Na ADPF, o Partido autor requereu em caráter liminar o afastamento de Eduardo Cunha do cargo de Presidente da Câmara dos Deputados até que se aguardasse o julgamento final da arguição e que no julgamento fosse reconhecido a impossibilidade de pessoas que figurem em ações penais perante o Supremo figurem na Presidência da República, nestes termos:
(a) Fixe o modo de interpretação e aplicação dos preceitos fundamentais indicados (Lei nº 9.882/1999, art. 10), para declarar que a pendência de ação penal já recebida pelo STF é incompatível com o exercício dos cargos em cujas atribuições constitucionais figure a substituição do(a) Presidente da República; (b) Em face dessa orientação, determine o afastamento definitivo das funções de Presidente da Câmara dos Deputados do Sr. EDUARDO COSENTINO DA CUNHA (BRASIL, 2020, online).
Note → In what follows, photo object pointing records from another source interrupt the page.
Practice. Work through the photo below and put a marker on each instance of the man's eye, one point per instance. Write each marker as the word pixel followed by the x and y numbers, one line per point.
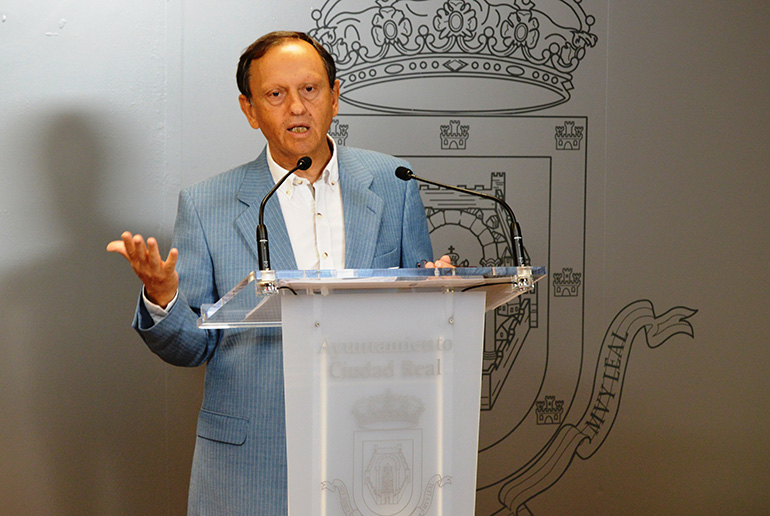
pixel 310 91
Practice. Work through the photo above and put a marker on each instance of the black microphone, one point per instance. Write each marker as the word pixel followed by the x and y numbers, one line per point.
pixel 520 256
pixel 263 252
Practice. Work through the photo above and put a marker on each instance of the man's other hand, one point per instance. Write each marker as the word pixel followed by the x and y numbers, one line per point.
pixel 160 278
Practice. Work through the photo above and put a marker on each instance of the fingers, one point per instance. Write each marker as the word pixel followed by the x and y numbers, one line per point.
pixel 170 263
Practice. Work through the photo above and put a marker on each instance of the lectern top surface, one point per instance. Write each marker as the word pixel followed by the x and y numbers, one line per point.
pixel 251 304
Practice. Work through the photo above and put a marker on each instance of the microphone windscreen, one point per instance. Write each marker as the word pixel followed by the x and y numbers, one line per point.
pixel 304 163
pixel 404 173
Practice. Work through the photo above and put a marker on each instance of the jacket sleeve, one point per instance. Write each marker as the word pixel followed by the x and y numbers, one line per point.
pixel 177 338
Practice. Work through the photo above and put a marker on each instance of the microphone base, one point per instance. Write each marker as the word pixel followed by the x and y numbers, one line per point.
pixel 267 283
pixel 524 280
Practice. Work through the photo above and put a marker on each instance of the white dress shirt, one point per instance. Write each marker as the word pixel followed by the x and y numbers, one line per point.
pixel 313 216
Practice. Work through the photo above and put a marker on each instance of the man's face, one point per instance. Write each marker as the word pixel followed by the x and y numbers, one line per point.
pixel 292 103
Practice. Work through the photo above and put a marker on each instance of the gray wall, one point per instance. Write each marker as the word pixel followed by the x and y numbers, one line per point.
pixel 108 108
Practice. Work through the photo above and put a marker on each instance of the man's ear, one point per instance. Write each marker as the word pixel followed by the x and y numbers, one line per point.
pixel 249 111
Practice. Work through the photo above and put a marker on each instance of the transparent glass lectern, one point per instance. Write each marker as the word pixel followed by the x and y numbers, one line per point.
pixel 382 374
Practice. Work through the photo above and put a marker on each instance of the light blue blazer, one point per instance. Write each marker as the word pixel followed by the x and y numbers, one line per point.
pixel 239 464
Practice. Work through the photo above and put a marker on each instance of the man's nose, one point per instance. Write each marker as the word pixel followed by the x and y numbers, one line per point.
pixel 296 103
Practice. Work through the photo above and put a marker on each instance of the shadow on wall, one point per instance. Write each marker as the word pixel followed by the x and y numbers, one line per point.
pixel 83 402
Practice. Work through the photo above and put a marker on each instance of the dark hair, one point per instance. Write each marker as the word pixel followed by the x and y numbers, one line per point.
pixel 260 47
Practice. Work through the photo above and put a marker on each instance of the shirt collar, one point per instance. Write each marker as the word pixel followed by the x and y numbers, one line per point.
pixel 329 176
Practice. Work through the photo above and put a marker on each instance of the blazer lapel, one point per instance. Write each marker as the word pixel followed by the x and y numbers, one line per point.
pixel 257 182
pixel 362 211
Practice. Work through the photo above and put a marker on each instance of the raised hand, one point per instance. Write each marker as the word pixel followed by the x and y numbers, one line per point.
pixel 160 278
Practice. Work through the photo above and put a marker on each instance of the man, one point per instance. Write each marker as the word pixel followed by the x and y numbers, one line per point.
pixel 346 211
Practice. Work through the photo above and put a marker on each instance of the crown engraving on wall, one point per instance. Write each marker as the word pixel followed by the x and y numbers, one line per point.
pixel 566 283
pixel 454 135
pixel 568 136
pixel 339 132
pixel 388 410
pixel 550 411
pixel 483 57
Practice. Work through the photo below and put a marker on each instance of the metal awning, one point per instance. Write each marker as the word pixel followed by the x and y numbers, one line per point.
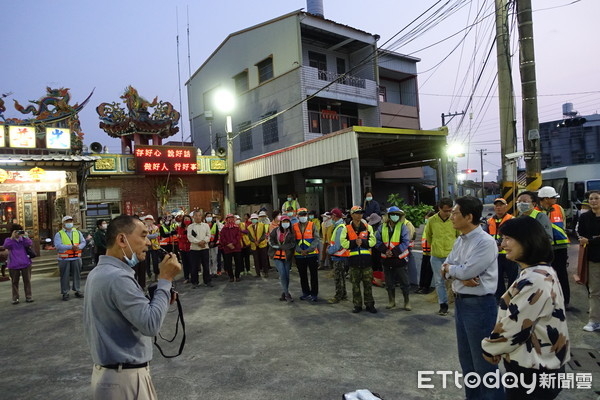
pixel 379 148
pixel 47 161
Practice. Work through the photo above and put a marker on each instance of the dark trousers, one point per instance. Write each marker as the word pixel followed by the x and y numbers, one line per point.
pixel 186 261
pixel 154 257
pixel 228 259
pixel 507 268
pixel 246 251
pixel 199 258
pixel 15 274
pixel 261 260
pixel 560 266
pixel 304 265
pixel 426 273
pixel 140 272
pixel 396 270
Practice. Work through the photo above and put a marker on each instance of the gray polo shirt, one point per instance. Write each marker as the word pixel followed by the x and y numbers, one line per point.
pixel 474 255
pixel 118 320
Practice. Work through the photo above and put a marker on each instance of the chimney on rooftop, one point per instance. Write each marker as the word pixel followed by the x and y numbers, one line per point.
pixel 315 7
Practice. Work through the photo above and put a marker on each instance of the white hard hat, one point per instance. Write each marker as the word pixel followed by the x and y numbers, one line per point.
pixel 547 191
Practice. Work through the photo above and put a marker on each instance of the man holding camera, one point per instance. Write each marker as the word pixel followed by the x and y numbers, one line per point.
pixel 69 243
pixel 119 321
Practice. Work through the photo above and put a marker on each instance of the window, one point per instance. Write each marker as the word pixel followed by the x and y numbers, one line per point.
pixel 382 94
pixel 245 137
pixel 265 70
pixel 270 131
pixel 241 82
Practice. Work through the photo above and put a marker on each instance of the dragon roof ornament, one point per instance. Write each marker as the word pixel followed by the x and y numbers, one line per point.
pixel 117 121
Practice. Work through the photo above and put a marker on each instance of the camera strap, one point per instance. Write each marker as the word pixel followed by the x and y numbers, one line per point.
pixel 179 319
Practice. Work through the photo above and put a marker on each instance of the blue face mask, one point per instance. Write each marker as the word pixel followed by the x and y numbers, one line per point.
pixel 133 261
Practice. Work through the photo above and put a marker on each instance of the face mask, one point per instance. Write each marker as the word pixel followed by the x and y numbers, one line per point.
pixel 524 207
pixel 133 261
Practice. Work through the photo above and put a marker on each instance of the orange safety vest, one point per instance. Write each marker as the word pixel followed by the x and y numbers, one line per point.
pixel 341 252
pixel 394 241
pixel 65 239
pixel 305 238
pixel 364 235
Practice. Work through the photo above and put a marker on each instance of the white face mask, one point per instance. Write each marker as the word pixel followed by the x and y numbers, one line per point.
pixel 524 207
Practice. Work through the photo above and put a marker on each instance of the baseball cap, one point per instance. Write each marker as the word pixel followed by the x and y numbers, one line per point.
pixel 336 212
pixel 356 210
pixel 546 192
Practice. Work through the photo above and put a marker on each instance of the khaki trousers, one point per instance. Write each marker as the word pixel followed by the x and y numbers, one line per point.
pixel 124 384
pixel 594 288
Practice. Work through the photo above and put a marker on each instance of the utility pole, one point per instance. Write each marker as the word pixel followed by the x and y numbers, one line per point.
pixel 508 132
pixel 482 152
pixel 453 168
pixel 531 134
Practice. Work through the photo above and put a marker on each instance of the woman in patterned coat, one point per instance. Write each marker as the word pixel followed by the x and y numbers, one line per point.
pixel 531 330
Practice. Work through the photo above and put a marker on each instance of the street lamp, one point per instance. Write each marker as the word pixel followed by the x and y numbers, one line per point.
pixel 225 102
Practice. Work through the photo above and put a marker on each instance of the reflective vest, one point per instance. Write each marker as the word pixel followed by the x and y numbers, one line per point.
pixel 258 234
pixel 64 238
pixel 494 224
pixel 558 226
pixel 305 238
pixel 394 241
pixel 341 252
pixel 352 236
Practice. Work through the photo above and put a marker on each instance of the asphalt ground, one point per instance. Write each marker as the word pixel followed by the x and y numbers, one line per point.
pixel 243 343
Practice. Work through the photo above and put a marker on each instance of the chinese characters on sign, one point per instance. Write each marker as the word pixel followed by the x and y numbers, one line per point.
pixel 162 160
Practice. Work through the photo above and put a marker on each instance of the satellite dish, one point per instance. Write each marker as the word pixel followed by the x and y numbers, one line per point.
pixel 96 147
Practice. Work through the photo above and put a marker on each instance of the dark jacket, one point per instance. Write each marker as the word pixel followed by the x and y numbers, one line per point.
pixel 589 226
pixel 289 243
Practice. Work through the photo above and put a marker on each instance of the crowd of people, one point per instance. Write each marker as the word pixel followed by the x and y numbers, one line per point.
pixel 507 274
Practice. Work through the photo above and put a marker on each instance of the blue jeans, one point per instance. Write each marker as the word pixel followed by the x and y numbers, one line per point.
pixel 475 318
pixel 440 286
pixel 283 267
pixel 68 268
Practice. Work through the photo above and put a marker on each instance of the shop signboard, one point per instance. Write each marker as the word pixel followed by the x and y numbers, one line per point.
pixel 22 136
pixel 58 138
pixel 164 160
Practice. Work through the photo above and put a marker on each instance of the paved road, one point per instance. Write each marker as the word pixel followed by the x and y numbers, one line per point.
pixel 243 343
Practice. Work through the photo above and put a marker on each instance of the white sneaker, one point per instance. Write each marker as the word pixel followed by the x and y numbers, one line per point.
pixel 591 327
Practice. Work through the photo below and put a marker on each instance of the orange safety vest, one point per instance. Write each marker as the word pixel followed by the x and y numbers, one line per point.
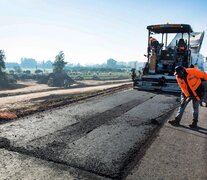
pixel 194 82
pixel 152 40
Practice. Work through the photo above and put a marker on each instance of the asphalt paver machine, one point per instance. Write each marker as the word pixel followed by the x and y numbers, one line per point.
pixel 169 45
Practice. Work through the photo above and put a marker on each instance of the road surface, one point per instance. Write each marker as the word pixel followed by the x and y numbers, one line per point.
pixel 99 138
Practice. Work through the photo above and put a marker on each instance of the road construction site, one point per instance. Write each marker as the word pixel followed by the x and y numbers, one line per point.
pixel 119 135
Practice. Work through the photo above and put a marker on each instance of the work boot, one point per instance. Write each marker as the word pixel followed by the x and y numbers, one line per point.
pixel 194 124
pixel 175 122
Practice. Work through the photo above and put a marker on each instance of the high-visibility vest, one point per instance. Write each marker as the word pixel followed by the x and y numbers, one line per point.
pixel 194 82
pixel 152 40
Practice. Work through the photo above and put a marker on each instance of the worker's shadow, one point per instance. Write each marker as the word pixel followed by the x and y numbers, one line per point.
pixel 197 129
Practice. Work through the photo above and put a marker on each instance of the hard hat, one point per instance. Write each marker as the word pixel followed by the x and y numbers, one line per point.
pixel 179 70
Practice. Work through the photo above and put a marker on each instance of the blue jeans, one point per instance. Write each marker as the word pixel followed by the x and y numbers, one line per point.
pixel 195 109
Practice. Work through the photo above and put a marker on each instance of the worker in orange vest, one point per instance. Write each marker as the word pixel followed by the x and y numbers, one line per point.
pixel 189 80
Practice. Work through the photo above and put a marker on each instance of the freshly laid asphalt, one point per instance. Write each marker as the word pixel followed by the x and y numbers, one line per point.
pixel 100 139
pixel 177 152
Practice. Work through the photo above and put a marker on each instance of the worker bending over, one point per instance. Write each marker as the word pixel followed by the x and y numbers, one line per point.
pixel 189 80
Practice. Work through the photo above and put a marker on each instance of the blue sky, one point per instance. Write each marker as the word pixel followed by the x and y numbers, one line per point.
pixel 90 31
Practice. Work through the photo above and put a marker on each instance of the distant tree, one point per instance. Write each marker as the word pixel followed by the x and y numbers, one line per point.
pixel 38 71
pixel 28 63
pixel 111 62
pixel 11 72
pixel 2 61
pixel 2 65
pixel 48 64
pixel 27 72
pixel 59 63
pixel 17 69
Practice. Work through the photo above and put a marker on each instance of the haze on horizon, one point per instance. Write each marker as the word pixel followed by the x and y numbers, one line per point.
pixel 90 31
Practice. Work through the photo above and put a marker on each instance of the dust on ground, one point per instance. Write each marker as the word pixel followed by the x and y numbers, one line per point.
pixel 31 97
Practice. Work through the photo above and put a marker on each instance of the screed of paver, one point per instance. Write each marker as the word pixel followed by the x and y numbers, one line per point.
pixel 15 166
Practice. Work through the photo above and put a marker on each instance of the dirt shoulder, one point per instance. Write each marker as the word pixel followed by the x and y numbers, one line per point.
pixel 34 99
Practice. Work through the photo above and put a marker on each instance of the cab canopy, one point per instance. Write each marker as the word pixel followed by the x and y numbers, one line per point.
pixel 170 28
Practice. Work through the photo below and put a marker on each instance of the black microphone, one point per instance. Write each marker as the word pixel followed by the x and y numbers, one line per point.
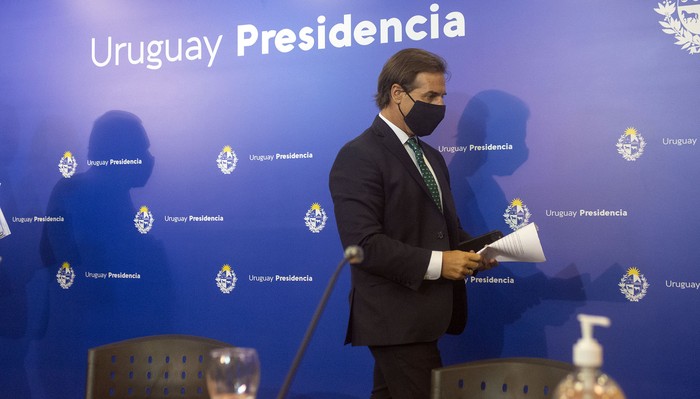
pixel 353 255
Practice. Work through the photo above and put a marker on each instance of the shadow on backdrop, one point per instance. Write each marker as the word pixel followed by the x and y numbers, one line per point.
pixel 16 327
pixel 496 311
pixel 122 286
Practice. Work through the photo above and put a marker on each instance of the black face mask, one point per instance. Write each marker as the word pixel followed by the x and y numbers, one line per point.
pixel 424 117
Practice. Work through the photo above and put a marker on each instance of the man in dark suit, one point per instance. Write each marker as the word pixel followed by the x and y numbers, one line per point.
pixel 394 200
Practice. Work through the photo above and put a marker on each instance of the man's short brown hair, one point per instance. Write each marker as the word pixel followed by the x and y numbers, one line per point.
pixel 402 69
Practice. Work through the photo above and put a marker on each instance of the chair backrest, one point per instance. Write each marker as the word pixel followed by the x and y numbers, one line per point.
pixel 160 366
pixel 530 378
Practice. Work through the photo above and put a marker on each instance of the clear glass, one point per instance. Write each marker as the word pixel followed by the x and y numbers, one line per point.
pixel 233 373
pixel 588 383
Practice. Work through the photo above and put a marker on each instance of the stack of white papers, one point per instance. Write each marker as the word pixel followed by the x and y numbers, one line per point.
pixel 522 245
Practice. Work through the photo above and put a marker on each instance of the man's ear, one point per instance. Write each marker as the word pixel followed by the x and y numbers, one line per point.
pixel 397 93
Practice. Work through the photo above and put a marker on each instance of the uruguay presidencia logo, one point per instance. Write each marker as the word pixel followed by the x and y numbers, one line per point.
pixel 631 144
pixel 682 21
pixel 315 218
pixel 67 165
pixel 633 285
pixel 65 276
pixel 143 220
pixel 226 279
pixel 517 215
pixel 227 160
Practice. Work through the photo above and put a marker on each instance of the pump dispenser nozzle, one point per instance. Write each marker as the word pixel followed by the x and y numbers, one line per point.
pixel 587 351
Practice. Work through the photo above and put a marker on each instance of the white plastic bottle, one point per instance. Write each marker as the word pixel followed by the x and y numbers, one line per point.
pixel 588 381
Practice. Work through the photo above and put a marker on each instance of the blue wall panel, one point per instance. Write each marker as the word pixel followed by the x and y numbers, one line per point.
pixel 540 95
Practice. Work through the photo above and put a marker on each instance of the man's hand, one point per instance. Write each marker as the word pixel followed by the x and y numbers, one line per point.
pixel 457 265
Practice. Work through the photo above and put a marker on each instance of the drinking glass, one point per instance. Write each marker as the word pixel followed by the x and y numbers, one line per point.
pixel 233 373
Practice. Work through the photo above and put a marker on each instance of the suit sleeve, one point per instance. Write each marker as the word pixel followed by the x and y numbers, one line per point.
pixel 359 191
Em se tratando de uma Arguição de Descumprimento de Preceito Fundamental, as decisões proferidas têm caráter vinculante, o que dá à Corte uma responsabilidade muito além do afastamento do réu a qual se referia o pedido liminar.
No curso da Arguição, o partido político Movimento Democrático Brasileiro – MDB, o Partido Social Cristão – PSC, o Partido Humanista da Solidariedade - PHS, o Solidariedade - SDD, o Partido Trabalhista Nacional – PTN e o Partido Progressista – PP, todos devidamente registrados perante o Tribunal Superior Eleitoral, ingressaram com pedido de amici curae, postulando o não conhecimento da ADPF. A fundamentação jurídica consistiu no fato de que o Supremo Tribunal Federal já possuía súmula a respeito da matéria, ou seja, já havia entendimento firmado a respeito, citando, inclusive, o Agravo Regimental interposto na ADPF 80, de Rel. Min. Eros Grau, na qual a Suprema Corte reconheceu a impossibilidade de pleitear alteração de súmula vinculante via ADPF.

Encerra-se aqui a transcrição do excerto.